Climate change velocity since the Last Glacial Maximum and its importance for patterns of species richness and range size

摘要: Contemporary patterns of species distributions are influenced by both current and historical conditions. Historically unstable climates can lead to reductions in species richness, when species go extinct because they cannot track climate changes, when dispersal limitation causes species to fail to fully occupy suitable habitat, or when local diversification rates are depressed by local population extinctions and changing selective regimes. Locations with long-term climate instability should therefore show reduced species richness with small-ranged species particularly missing from the community. We used a novel measure of climate stability, climate change velocity, which combines information on temporal and spatial gradients in climate to describe the rate at which a particular climate condition is moving over the surface of the Earth.
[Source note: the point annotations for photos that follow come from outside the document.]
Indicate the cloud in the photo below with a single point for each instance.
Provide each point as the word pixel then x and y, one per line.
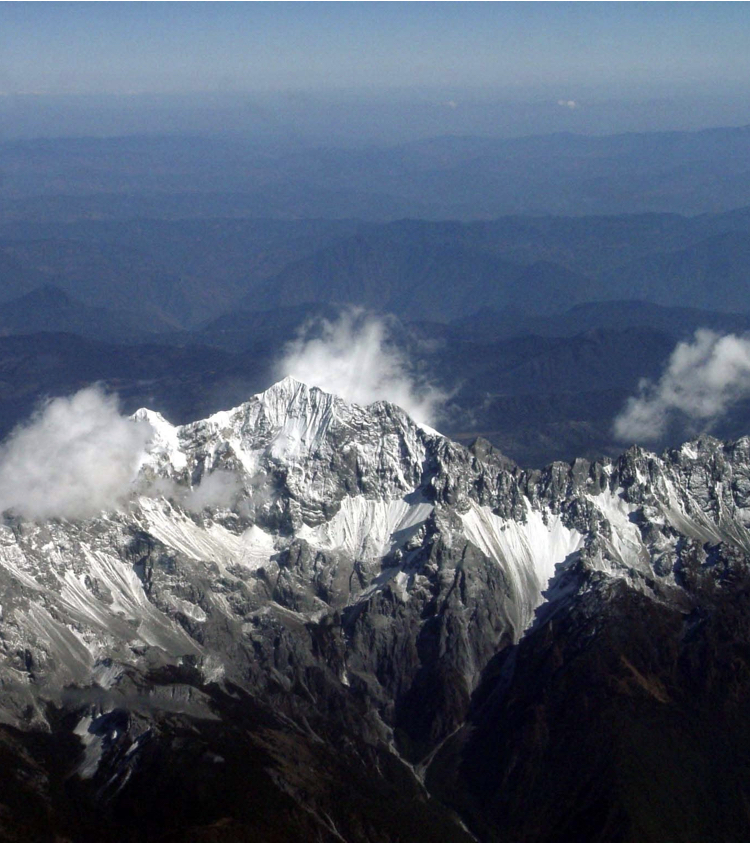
pixel 700 382
pixel 356 358
pixel 75 457
pixel 217 490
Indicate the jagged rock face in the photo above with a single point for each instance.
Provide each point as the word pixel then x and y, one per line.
pixel 301 585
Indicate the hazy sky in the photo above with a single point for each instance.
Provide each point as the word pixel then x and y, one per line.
pixel 616 48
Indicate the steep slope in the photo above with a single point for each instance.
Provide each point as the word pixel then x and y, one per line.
pixel 310 610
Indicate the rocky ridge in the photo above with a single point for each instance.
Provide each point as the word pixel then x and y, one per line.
pixel 331 598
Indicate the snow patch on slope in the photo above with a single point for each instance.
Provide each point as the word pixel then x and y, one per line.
pixel 527 552
pixel 368 529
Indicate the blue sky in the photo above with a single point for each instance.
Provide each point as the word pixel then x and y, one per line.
pixel 608 48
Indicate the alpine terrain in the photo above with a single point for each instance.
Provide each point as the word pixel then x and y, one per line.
pixel 319 621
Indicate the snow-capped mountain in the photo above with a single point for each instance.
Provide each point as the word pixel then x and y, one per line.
pixel 327 598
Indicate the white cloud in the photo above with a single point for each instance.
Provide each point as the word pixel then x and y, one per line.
pixel 355 359
pixel 75 457
pixel 217 490
pixel 701 381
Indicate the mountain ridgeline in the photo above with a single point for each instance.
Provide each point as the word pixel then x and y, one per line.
pixel 312 620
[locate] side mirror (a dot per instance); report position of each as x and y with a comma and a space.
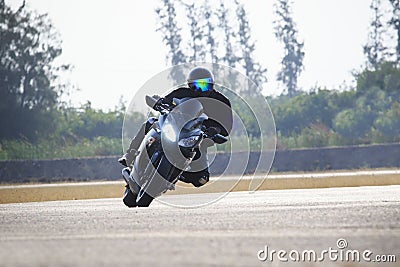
219, 139
150, 101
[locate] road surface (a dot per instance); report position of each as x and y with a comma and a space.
235, 231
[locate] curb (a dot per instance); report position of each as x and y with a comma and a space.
115, 189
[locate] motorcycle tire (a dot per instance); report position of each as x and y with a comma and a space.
129, 198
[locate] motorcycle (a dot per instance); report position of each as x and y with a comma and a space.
167, 149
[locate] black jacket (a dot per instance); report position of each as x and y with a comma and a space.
219, 116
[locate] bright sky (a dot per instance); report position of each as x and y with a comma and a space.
115, 49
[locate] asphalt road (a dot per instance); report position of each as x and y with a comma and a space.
231, 232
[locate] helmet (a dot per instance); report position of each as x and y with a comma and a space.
201, 80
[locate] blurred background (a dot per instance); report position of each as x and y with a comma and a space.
330, 70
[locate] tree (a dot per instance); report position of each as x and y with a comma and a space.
286, 32
28, 90
253, 69
375, 50
395, 23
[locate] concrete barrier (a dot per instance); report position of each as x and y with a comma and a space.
115, 189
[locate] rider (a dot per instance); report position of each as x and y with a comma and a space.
217, 108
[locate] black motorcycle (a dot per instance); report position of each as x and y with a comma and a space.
167, 150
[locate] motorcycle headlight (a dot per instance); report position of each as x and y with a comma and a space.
189, 142
169, 132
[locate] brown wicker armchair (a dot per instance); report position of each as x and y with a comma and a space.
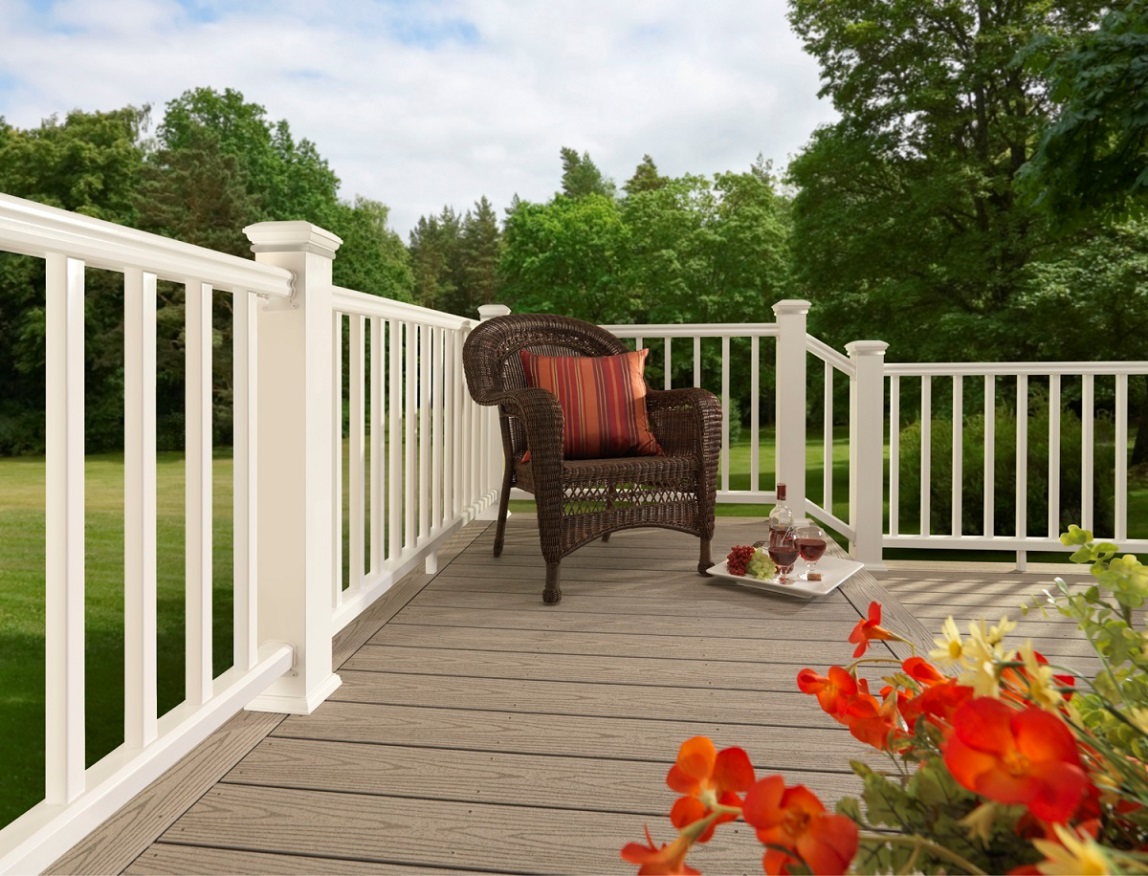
581, 499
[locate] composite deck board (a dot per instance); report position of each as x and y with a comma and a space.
514, 839
479, 730
548, 642
631, 787
827, 746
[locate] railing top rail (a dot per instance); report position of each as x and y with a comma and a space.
38, 230
361, 303
1009, 369
695, 330
828, 355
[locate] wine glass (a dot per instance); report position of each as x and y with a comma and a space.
784, 552
811, 545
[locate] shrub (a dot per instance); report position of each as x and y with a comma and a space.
1005, 467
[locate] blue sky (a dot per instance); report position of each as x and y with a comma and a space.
420, 103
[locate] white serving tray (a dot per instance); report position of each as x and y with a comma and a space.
834, 572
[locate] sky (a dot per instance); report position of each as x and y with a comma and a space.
425, 103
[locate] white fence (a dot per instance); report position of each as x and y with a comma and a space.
287, 532
411, 459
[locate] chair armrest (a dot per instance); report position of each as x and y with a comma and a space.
542, 416
685, 421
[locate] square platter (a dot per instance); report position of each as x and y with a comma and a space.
834, 572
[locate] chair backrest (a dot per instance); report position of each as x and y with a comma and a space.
490, 353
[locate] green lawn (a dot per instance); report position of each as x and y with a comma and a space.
22, 592
22, 609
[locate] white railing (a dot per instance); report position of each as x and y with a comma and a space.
1016, 396
419, 451
287, 442
420, 460
875, 425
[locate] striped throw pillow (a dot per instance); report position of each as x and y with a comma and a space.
603, 401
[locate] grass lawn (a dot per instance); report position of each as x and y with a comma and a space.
22, 591
22, 609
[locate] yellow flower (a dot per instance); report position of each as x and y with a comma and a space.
949, 649
979, 822
1042, 687
1076, 853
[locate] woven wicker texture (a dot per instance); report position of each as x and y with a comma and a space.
581, 499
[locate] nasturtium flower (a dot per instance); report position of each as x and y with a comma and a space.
1017, 756
1034, 680
869, 629
937, 702
658, 860
923, 672
708, 778
832, 690
798, 829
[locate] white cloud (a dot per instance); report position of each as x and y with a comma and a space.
425, 103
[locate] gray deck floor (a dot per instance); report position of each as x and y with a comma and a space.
480, 730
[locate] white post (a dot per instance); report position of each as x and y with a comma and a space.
867, 457
789, 451
491, 446
295, 444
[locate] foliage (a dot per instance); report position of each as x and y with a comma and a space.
581, 176
1001, 766
1094, 156
907, 211
1005, 471
455, 260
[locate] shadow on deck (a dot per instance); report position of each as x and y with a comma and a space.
479, 730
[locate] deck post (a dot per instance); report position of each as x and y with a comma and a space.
295, 502
790, 400
867, 451
491, 436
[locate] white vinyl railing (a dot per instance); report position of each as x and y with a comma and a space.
423, 480
1018, 397
419, 451
413, 459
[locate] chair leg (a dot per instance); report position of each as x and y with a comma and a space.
704, 561
503, 505
552, 595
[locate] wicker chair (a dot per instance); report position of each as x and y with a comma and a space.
581, 499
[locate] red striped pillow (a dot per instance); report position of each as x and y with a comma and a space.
603, 401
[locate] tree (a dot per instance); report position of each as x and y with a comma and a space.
434, 248
1094, 156
288, 179
567, 256
645, 178
581, 176
480, 248
907, 212
88, 163
372, 257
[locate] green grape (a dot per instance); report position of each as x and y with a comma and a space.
760, 565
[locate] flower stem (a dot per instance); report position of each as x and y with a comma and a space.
920, 844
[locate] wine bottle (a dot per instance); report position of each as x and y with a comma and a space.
781, 518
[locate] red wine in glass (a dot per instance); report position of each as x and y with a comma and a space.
811, 543
784, 553
811, 549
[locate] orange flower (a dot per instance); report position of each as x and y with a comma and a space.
666, 859
832, 690
797, 828
871, 721
1017, 757
868, 629
707, 777
938, 702
923, 672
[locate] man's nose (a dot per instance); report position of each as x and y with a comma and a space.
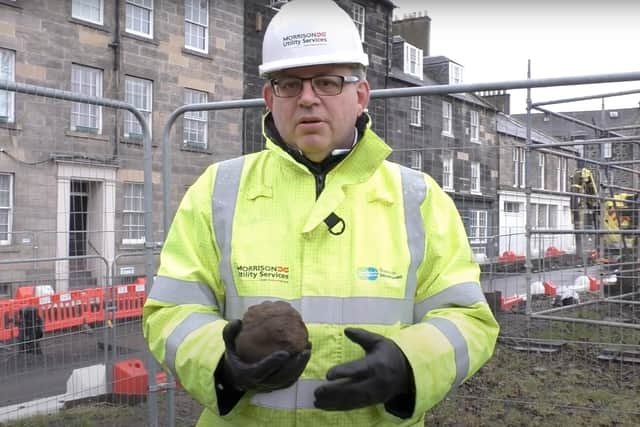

Climate change velocity since the Last Glacial Maximum is likely to be a more biologically meaningful measure of climate stability than the previously used simple climate anomaly, because it scales climate change relative to local variation in climate, capturing the potential for topographic refuges to buffer species from climate change. We tested these predictions using global data on mammal and amphibian distributions. Consistent with our predictions, richness of small-ranged species of both groups was negatively associated with velocity. Velocity generally explained more variation in richness than did the simple climate anomaly. Climate velocity appears to capture an important historical signal on current mammal and amphibian distributions.